Cornerbacks Chris McAlister and Gary Baxter were reserved. Linebacker Ray Lewis also was quiet. Even cornerback Corey Fuller was subdued. The third-youngest team in the NFL is still trying to find itself.

The Ravens have a big question to answer in the season finale next week against Pittsburgh in Baltimore, which likely will decide the AFC North championship: Which Ravens team will show up? Will it be the one that suffered the meltdown against the Oakland Raiders eight days ago, or the one that kicked around the Browns yesterday?

If the Ravens win, they're in the playoffs. If they lose and Cincinnati beats the Browns at home, then the Bengals go.

"I believe it will be the one that showed up today," said Ravens offensive tackle Jonathan Ogden. "I don't see why it shouldn't be. When we have games like today, where we didn't turn the ball over and we get big plays on the ground, we tend to win those games.

"Now, we're coming home. We'll have the fans behind us, and we've got to get it done. We haven't beat them [Steelers] at home since like 1996. We made a big step today. We shut out Cleveland. I think we all understand the importance."

It's been an emotional roller coaster for Ravens fans this season. The team has played on the level with some of the league's top teams, such as Kansas City and St. Louis, and stunk it up against the Steelers and Bengals.

The Ravens seemed to reach a low point in back-to-back losses against St. Louis and Miami in games 9 and 10, but seemed to hit their stride with a three-game winning streak against Seattle, San Francisco and Cincinnati.

But then came the loss to the Raiders.

"I think we need that sense of urgency," Fuller said. "It was missing. At times, we might feel a little off, get a little too relaxed."

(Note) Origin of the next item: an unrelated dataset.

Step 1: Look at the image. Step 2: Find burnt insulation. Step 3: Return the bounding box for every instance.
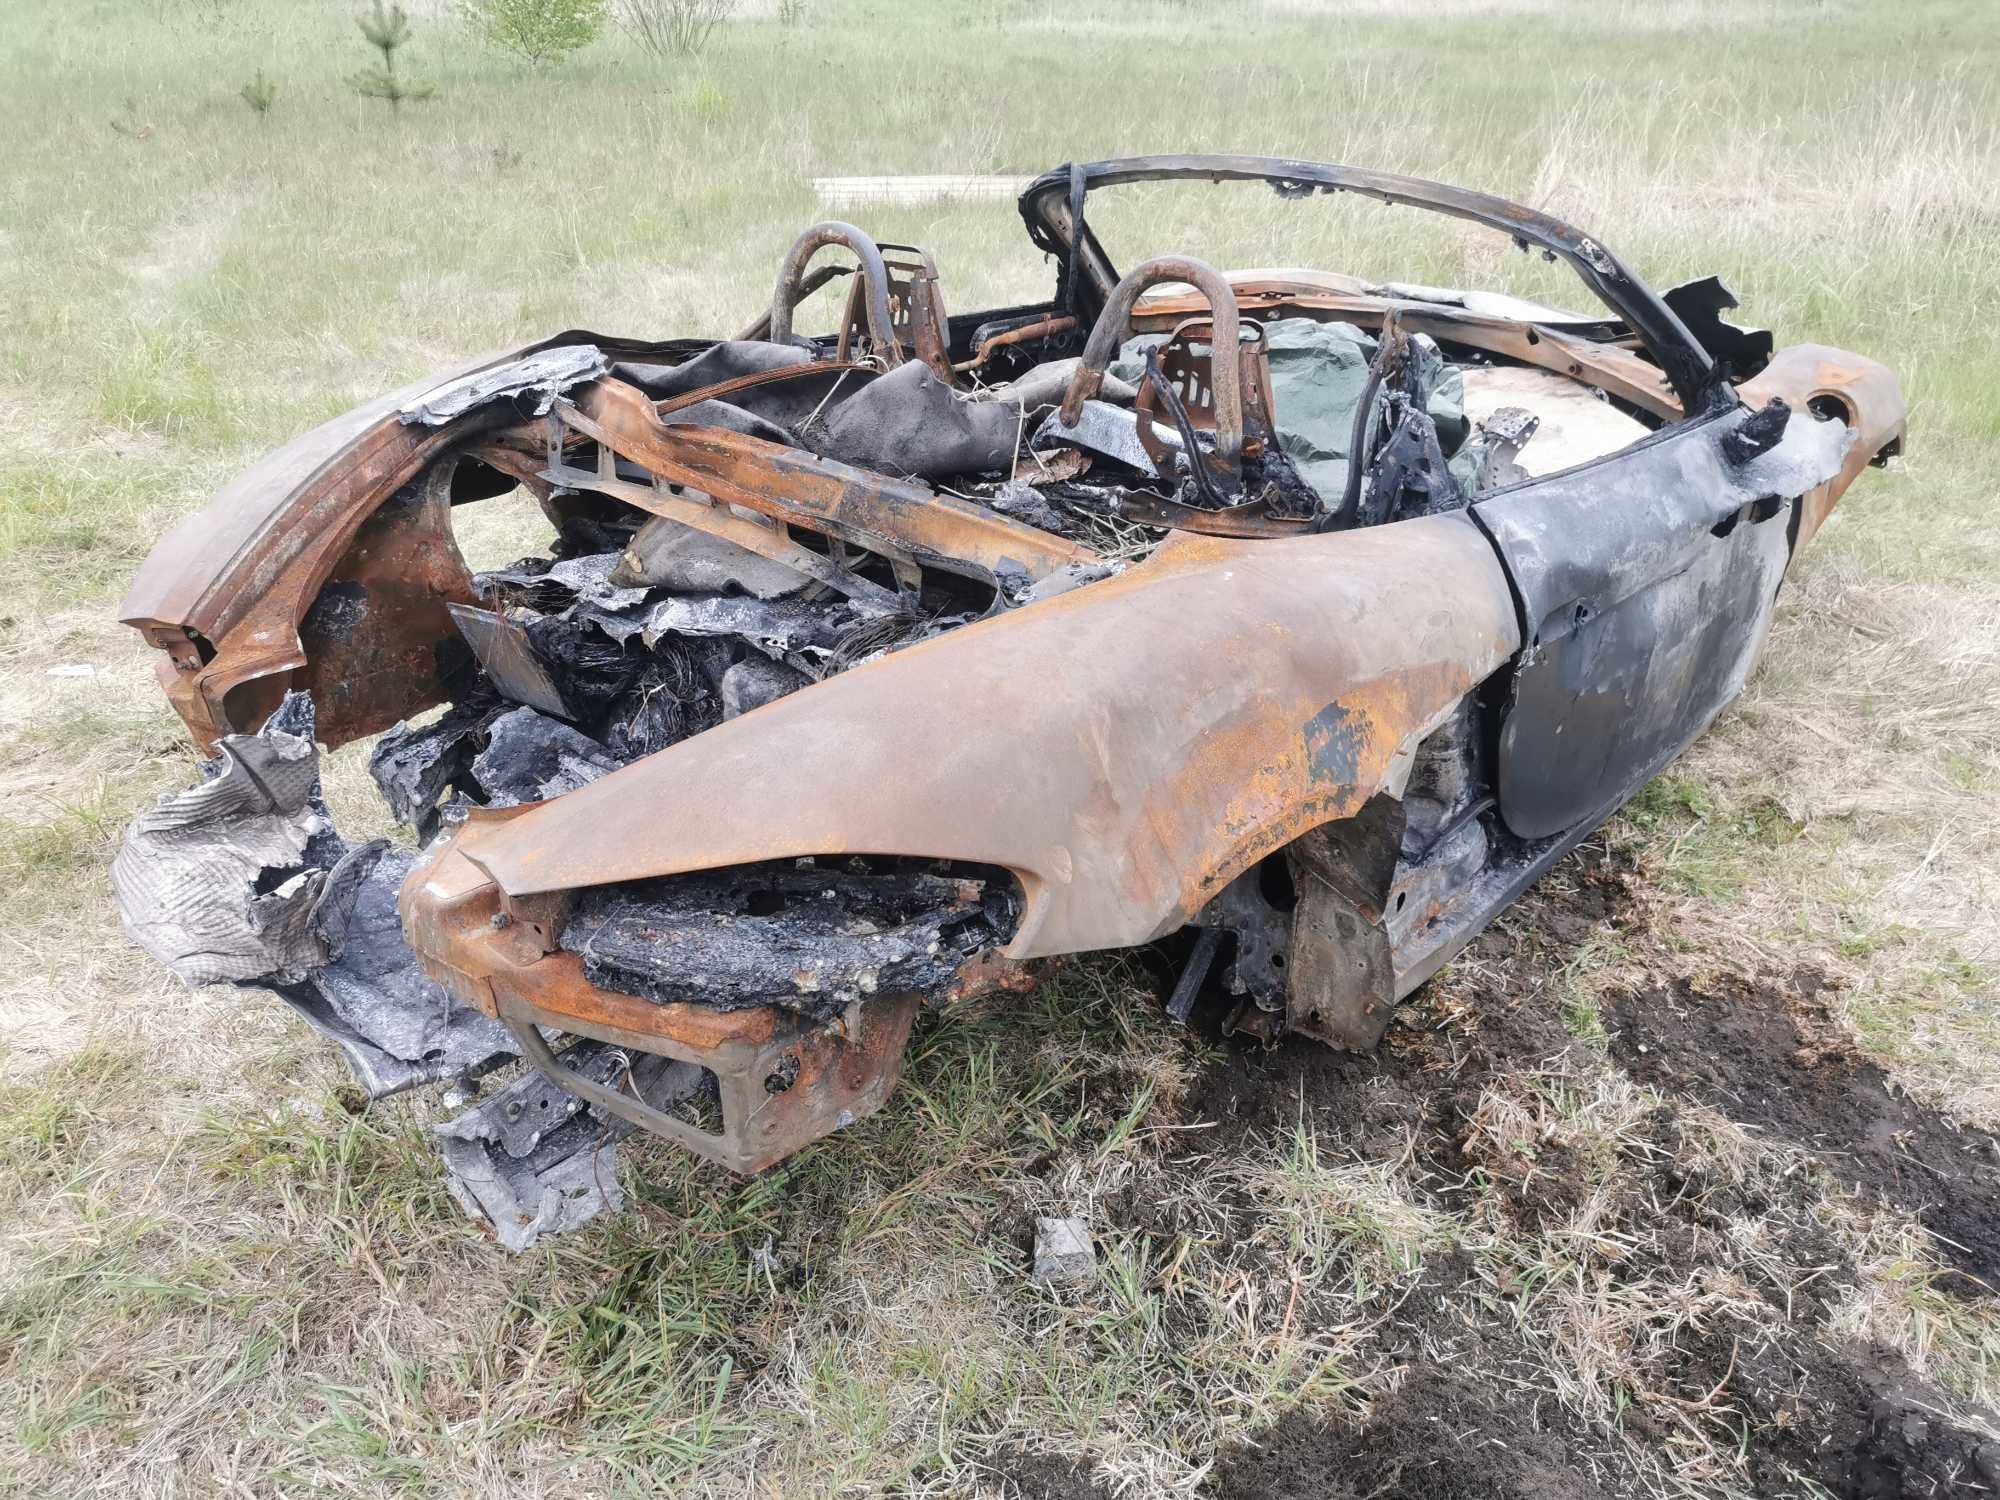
[562,858,1021,1021]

Said Baxter: "We've got a lot riding on the line right now. We're going to play for the division title next week, everybody knows that's going to be a big game. Today was a steppingstone, and we move on. We've had our spurts of good times, we've had our ups and downs. The thing we have to do is stay consistent. From here on out, we've got to play lights out."

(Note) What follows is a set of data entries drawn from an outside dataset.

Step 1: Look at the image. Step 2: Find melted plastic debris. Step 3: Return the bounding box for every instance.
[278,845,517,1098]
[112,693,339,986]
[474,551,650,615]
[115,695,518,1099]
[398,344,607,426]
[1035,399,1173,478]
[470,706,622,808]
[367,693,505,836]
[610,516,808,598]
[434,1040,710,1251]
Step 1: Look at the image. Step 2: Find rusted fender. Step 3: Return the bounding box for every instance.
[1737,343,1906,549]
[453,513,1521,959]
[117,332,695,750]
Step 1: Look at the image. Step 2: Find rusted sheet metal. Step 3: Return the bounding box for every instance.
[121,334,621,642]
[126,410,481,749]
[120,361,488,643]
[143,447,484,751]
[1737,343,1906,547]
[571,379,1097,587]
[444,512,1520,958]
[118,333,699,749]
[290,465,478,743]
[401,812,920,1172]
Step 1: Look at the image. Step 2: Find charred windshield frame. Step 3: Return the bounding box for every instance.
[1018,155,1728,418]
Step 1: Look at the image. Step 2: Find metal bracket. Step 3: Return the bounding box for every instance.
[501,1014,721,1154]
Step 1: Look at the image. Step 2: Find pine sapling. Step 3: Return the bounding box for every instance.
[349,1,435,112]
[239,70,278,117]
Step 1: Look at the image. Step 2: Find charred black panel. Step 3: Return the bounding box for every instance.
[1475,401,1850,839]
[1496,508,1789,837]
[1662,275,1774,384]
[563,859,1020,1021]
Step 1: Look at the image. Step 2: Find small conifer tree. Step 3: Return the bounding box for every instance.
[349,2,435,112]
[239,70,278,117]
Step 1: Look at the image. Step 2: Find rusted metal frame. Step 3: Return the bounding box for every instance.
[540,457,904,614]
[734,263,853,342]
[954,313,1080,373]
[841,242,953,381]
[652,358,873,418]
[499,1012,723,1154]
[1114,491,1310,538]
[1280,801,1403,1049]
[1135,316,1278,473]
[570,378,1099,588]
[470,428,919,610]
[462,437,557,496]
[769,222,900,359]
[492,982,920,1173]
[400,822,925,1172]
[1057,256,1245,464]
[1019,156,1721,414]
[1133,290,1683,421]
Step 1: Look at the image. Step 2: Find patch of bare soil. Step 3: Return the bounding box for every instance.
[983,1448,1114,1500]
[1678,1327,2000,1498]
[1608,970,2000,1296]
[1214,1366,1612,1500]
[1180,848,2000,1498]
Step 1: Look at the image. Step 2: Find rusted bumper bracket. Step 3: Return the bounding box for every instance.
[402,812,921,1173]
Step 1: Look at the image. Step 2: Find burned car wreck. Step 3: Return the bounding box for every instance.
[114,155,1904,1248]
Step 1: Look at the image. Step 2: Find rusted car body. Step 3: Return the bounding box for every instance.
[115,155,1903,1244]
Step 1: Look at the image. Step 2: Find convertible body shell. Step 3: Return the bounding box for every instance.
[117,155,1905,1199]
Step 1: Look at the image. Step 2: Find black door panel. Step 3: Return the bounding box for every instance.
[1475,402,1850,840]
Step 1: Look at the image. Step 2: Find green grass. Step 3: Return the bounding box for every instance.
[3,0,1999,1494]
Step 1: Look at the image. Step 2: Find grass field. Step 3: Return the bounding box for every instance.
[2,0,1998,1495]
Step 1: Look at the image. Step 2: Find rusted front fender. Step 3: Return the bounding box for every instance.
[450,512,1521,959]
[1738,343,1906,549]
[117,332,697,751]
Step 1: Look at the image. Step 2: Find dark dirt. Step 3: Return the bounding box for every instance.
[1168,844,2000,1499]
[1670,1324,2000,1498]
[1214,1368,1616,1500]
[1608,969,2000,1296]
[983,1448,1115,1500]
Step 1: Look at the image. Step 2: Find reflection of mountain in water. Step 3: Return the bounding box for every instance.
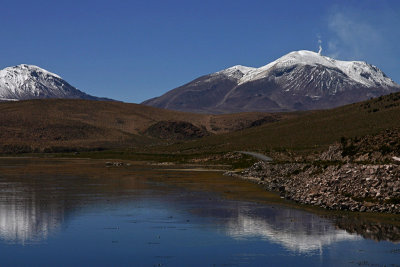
[0,185,64,245]
[225,207,360,253]
[0,160,148,245]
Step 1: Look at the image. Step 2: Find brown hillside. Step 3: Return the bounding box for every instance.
[149,92,400,155]
[0,99,294,152]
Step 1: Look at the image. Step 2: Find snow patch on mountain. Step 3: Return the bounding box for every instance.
[213,65,256,80]
[218,65,255,76]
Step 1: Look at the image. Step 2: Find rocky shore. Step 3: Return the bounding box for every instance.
[225,144,400,214]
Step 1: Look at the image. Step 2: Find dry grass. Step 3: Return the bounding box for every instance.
[0,99,292,152]
[149,93,400,155]
[4,92,400,157]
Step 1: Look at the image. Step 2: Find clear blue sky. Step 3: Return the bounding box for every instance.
[1,0,399,103]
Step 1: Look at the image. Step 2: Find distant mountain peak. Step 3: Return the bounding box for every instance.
[0,64,109,101]
[143,50,400,113]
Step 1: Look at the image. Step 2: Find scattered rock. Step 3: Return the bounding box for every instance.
[227,160,400,214]
[144,121,209,140]
[105,161,127,167]
[393,156,400,162]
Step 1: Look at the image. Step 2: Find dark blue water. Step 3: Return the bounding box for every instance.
[0,159,399,266]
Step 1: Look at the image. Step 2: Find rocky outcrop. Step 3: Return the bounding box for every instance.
[339,128,400,163]
[227,127,400,213]
[227,161,400,214]
[144,121,209,140]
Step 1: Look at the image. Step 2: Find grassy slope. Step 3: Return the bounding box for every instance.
[2,93,400,157]
[150,93,400,155]
[0,99,292,152]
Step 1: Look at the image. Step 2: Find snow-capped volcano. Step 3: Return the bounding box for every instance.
[0,64,107,101]
[235,50,396,88]
[143,50,400,113]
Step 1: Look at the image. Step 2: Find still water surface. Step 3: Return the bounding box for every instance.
[0,158,399,266]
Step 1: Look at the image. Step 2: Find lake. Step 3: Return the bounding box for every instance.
[0,158,399,266]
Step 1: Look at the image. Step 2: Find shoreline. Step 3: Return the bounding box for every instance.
[2,155,400,217]
[226,161,400,214]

Maybe the Ravens were so subdued because they realize the Browns (4-11) are so bad. Cleveland has receivers that can't catch, an offensive line that is down to one original starter because of injuries and players that quit after running back Jamal Lewis scored on a 72-yard touchdown run with 6:14 left in the third quarter that put the Ravens ahead 14-0.

Morale is so low that there reportedly was a fight between receiver Quincy Morgan and cornerback Robert Griffith on Friday afternoon. There is speculation that coach Butch Davis might get fired soon after the regular season.

Despite all of Cleveland's problems, though, the Ravens came here and took care of business. It wasn't pretty. They were tight for nearly three quarters. But the Ravens' defense pitched a shutout and held the Browns to 211 yards of total offense. The Ravens scored 21 points off three turnovers.

Just as importantly, the Ravens' coaching staff didn't panic when Lewis had only 41 yards rushing on 14 carries in the first half. There was the usual poor time management near the end of the first half and another poor call on third-and-one at the Ravens' 43 with 9:46 left in the half, but the Ravens continued to shove Lewis (205 yards rushing) at the Browns.

If Lewis, who needs 154 yards to break the NFL's single-season rushing mark, sets the record, he should take the entire Cleveland defense out to dinner.

When the Ravens are playing well, they aren't fun to watch. They bore you to death with the running game and a defense that keeps the opponent's offense off the field. Against poor teams, the Ravens can grind out long drives.

But can they continue that against a Pittsburgh team that has struggled this season, but owns the Ravens in the series (12-4)?

Steelers coach Bill Cowher has won so often in Baltimore, they should name M&T Bank Stadium after him. He even beat the Ravens in the stadium's opening game.

If there was a downside to yesterday's win, Ravens quarterback Anthony Wright had another subpar performance. It wasn't just because he completed 10 of 18 passes for 90 yards, but also because of poor decision-making on when to throw the ball away, or when to take a sack.